Durante los meses de mayor actividad turística en Mallorca, resurge un debate recurrente: la escasez de camareros. Aunque las solicitudes de empleo en el sector aumentan, la permanencia de los trabajadores es cada vez más breve. Los currículums continúan llegando a los establecimientos de Playa de Palma y el centro de la ciudad, pero encontrar personal dispuesto a hacer de la hostelería su carrera profesional sigue siendo un desafío.
Factores que influyen en la rotación laboral
Las opiniones sobre las razones de esta rotación varían. Algunos señalan el elevado costo de la vivienda en la isla como un impedimento, mientras otros culpan a los horarios partidos o a la falta de interés de las nuevas generaciones. No obstante, todos coinciden en que, a pesar de las generosas propinas, el costo de vida en Mallorca reduce el atractivo del trabajo en hostelería.
Condiciones laborales y desafíos
En las mañanas, los establecimientos se preparan para recibir a una oleada de turistas bajo un intenso calor. En el By Nicole Cafe Mohn, un popular café en Playa de Palma, la propietaria Nicole menciona que completar el equipo de trabajo es un reto permanente. “Aunque esta temporada ha mejorado, sigue siendo difícil encontrar cocineros y camareros”, afirma, destacando la dificultad añadida de encontrar vivienda asequible.

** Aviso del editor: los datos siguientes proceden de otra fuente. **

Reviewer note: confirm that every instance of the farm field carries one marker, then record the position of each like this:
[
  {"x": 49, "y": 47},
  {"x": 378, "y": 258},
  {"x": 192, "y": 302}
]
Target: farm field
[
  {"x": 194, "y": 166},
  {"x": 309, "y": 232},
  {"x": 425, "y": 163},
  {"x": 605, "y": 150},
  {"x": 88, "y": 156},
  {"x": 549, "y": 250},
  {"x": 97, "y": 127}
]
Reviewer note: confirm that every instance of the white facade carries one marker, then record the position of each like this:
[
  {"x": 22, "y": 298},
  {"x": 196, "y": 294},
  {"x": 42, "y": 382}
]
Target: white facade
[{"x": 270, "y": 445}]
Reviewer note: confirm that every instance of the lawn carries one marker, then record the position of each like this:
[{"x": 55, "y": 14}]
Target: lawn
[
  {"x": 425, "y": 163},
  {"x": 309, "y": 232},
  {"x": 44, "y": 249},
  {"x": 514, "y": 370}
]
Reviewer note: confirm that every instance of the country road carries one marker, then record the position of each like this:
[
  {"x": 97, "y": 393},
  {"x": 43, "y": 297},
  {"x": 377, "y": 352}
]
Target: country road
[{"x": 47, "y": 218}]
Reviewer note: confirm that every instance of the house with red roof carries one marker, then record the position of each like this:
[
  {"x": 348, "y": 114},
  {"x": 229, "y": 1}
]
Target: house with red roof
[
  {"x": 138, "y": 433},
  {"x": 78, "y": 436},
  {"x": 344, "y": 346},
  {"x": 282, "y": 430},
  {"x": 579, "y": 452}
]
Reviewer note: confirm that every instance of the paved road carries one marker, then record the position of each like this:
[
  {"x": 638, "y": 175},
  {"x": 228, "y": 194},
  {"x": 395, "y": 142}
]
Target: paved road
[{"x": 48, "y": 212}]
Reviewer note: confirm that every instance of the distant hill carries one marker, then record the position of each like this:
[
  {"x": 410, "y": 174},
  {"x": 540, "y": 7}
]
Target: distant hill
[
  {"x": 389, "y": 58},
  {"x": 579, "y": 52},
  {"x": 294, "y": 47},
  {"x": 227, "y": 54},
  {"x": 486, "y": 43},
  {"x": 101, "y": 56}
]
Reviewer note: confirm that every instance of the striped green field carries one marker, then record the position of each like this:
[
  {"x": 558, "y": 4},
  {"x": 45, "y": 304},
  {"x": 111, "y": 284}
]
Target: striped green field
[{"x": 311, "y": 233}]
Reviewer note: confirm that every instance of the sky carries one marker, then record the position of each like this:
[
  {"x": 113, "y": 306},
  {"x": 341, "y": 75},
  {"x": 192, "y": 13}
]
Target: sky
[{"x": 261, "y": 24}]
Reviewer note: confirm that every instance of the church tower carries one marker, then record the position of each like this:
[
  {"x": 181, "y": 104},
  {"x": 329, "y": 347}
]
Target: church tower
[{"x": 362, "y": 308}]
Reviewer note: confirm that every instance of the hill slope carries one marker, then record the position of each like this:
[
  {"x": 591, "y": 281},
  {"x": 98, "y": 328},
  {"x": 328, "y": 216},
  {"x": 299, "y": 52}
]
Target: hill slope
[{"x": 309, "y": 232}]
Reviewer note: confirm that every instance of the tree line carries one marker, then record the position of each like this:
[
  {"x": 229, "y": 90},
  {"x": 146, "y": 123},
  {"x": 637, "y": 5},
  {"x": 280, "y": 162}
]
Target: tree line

En otro punto de Playa de Palma, Ángel Hernando, con años de experiencia en la hostelería, confirma la escasez de mano de obra. “Los camareros pueden ganar hasta 100 euros al día en propinas, pero el costo de vivir aquí lo complica todo”, explica. Chechu, empleado en una histórica pizzería, argumenta que los horarios partidos disuaden a muchos trabajadores potenciales, especialmente a quienes no residen cerca del lugar de trabajo.
Impacto de las propinas y el mercado inmobiliario
En restaurantes frecuentados por turistas alemanes, como el Münchner Kindl, Norberto destaca otro desafío: la necesidad de camareros con habilidades lingüísticas, especialmente en alemán. Sin embargo, el costo de vida sigue siendo una barrera. “Con un sueldo de 1.700 euros, es difícil costear un alquiler sin contar las propinas, que no son aceptadas por los propietarios de inmuebles”, explica.
“Faltan camareros que sepan alemán. Antes venían de Alemania, pero ahora ya no vienen”, comenta Norberto, señalando el vínculo entre los problemas de contratación y el acceso a la vivienda.
Relevo generacional y expectativas laborales
Emma, responsable en uno de los hoteles de Playa de Palma, observa que muchos jóvenes trabajadores no se adaptan al ritmo del sector. “Algunos vienen un día y no regresan. Prefieren empleos con horarios más cómodos”, señala. También percibe que los turistas, aunque viajan, controlan más su gasto durante su estancia.
En el centro de Palma, la situación es similar. Bruno Marchi, encargado de un restaurante, menciona que, a pesar de las propinas, encontrar personal sigue siendo complicado y el absentismo laboral es frecuente. “El ritmo es intenso, pero las propinas compensan en parte”, comenta.
La búsqueda de personal cualificado
En la plaza de la Lonja, Ander Mendieta, encargado de un establecimiento, confirma que, aunque las solicitudes de empleo siguen llegando, el perfil ha cambiado. “Cada vez menos mallorquines o españoles se interesan por esta profesión”, señala. A pesar del flujo constante de currículums, encontrar trabajadores con experiencia y disposición para enfrentar los retos del sector es una tarea ardua.